Мы огляделись. Борис, как обычно, развернул карту, в которой — в любой — я ничего не понимаю и считаю китайской грамотой, а пристальные вглядывания в переплетения этих нитей, кружков и квадратиков втайне полагаю притворством и снобизмом. Дорогу — я твердо в этом убеждена — узнают при помощи жестов и улыбок.

Через площадь, напротив заурядного супермаркета с поездом металлических тележек у входа, праздно и уныло стояла застывшая, и по всему видать, давно не подновляемая старая карусель.

И так же праздно по площади и вокруг слонялись группки иммигрантов из бывших колоний — они сидели на скамейках, на корточках у стен, подпирали фонарные столбы; перебирая четки, оглядывали прохожих… Грозная праздность была в остановившихся бесцельных взглядах.

— А где французы? — поинтересовался Борис, оглядываясь…

Вокруг нас простирался Восточный Иерусалим со своими арками, мощенными камнем тротуарами, навесными фонарями, пальмами и оливами на горных склонах…

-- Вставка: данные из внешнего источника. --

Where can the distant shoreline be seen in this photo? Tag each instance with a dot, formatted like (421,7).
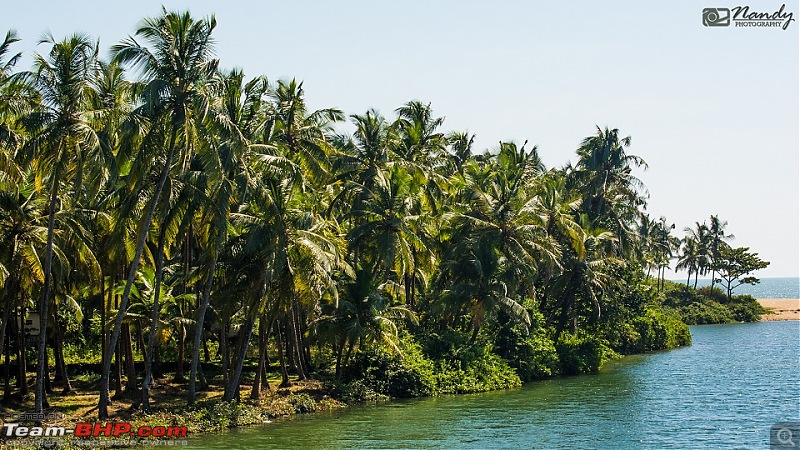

Наш пансион оказался в двух шагах от площади, — одно из тех непритязательных заведений, с тонкими перегородками между номерами, старомодными лампами, стертым кафелем в ванной. Зато чуть ли не с порога взгляд ваш падал на биде, этот непременный символ многовековой культуры французской любви, — из-за чего весьма паршивый номер стоил весьма недешево.

Правда, с лихвой все окупал маленький двор, заросший кустами жимолости и сирени, и старый колодец с тяжелой, бурой от дождя, деревянной крышкой…

А еще в маленькой уютной столовой стояли вдоль стен два старинных буфета, увитых резными листьями, цветами, кистями багряного винограда; на их полках, завешанных крошечными тюлевыми занавесками, стояла белая фаянсовая посуда эпохи Мопассана. На двух этих стариках, скрипуче вздыхавших по ночам, лежал, — как небо на плечах Антея — потолок с уцелевшими на нем частями гипсового ангелочка: плохо ощипанным крылышком и пухлой ножкой, ампутированной наследниками почтенного нотариуса при дележе имущества, лет пятьдесят назад. (Они вдребезги пересудились друг с другом, поделив дом на две, принципиально равных, по площади, половины — наш пансион и аптеку. Ангелок попал под гильотину. Второе его крылышко и кудрявая голова летели по небу аптеки).